Branching Out

There may be some good genes in this pool yet. Not that dad’s cancer tested as hereditary – although I still get anxious wondering about it. But recently we celebrated my grandmother’s – his mother’s – 90th birthday.

For her birthday, we gathered extended family at my mom’s house – which is still rather small. Our family has never been expansive, and I’ve been exposed mostly to immediate members over the years – grandparents, aunts and uncles. But to celebrate grandma, we opened our door to distant relatives bringing a wash of somewhat similar looking faces under the same roof.

Most I didn’t know, or had apparently met during dad’s wake when I was too emotionally adrift to remember. But being all together, I started to see the familiar thread that weaved all of these crazy personalities into the fabric that is our family.

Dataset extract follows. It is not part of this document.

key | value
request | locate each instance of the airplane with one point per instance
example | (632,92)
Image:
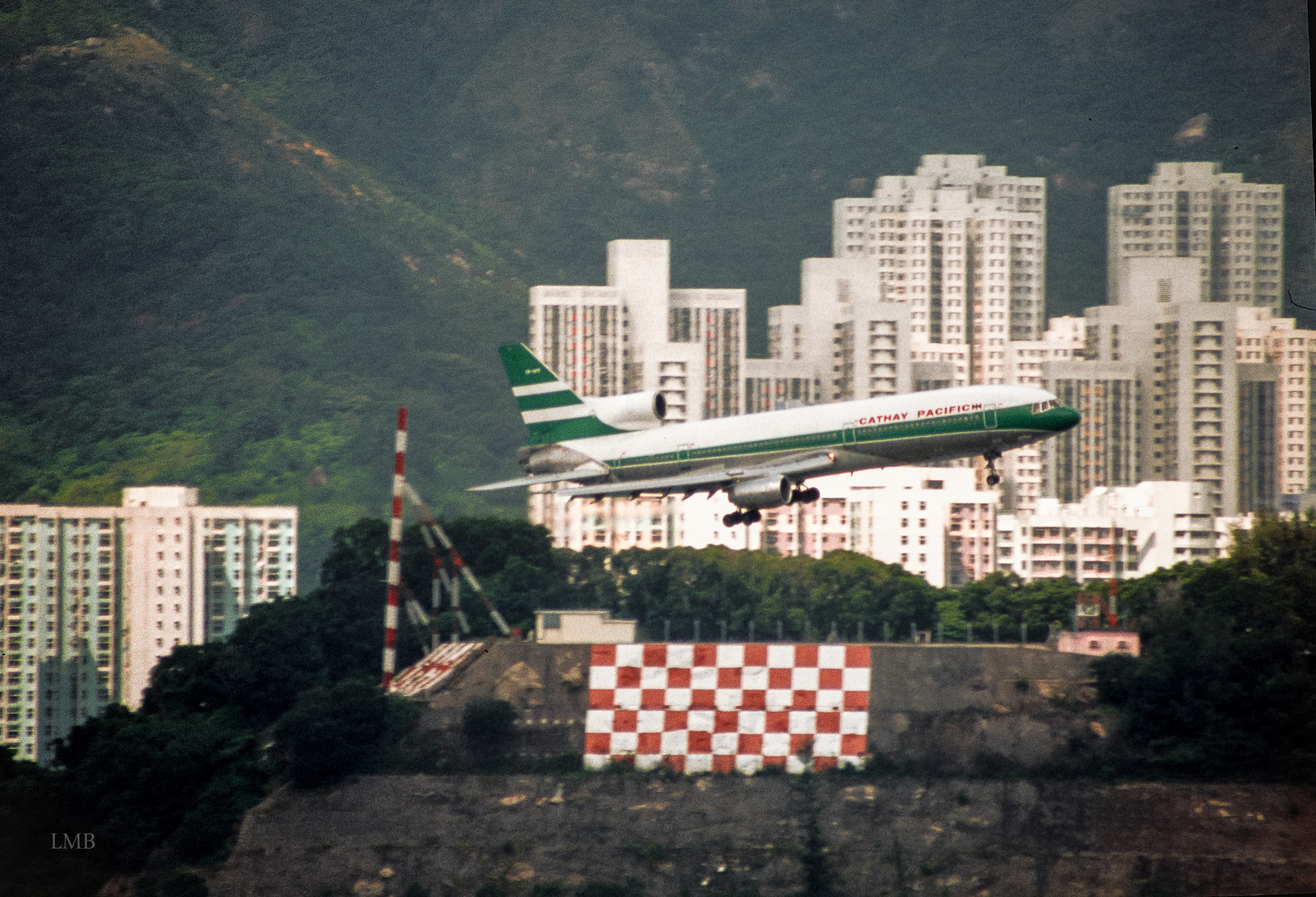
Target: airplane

On my grandfather’s brother, I see the same strong jaw. On my dad’s cousin, a similar round face shape. And a glittering of blue eyes everywhere. It’s really interesting when you get a whole family together and see just how genes skip and share and intertwine into a patchwork of really different, but eerily similar people.

I know I’ll never know my dad in full. Him as a child, or a man coming into his own, I have stories in place of experience. There’s a sadness I feel when I think of just how much I’ll never know about him and his past. And being around my extended family shone even brighter light on what little I knew. About them and our extended family. Where our nuances might have come from. There is so much rich history to mine in the soil that grounds our roots.

It’s enlightening to pull back those layers, and has given me a wonderful new window into dad. Understanding his upbringing, spending time with those he spent his childhood with. Connecting the dots through his family line to understand where I might have gotten certain traits from.

And it brought dad more into the present. I could hear hints of his laugh trickling out from the kitchen, or catch his dimples in a reminiscent smile. There are pieces of him in more places than I imagined – so it’s really nice to know I don’t have to look as hard to find him.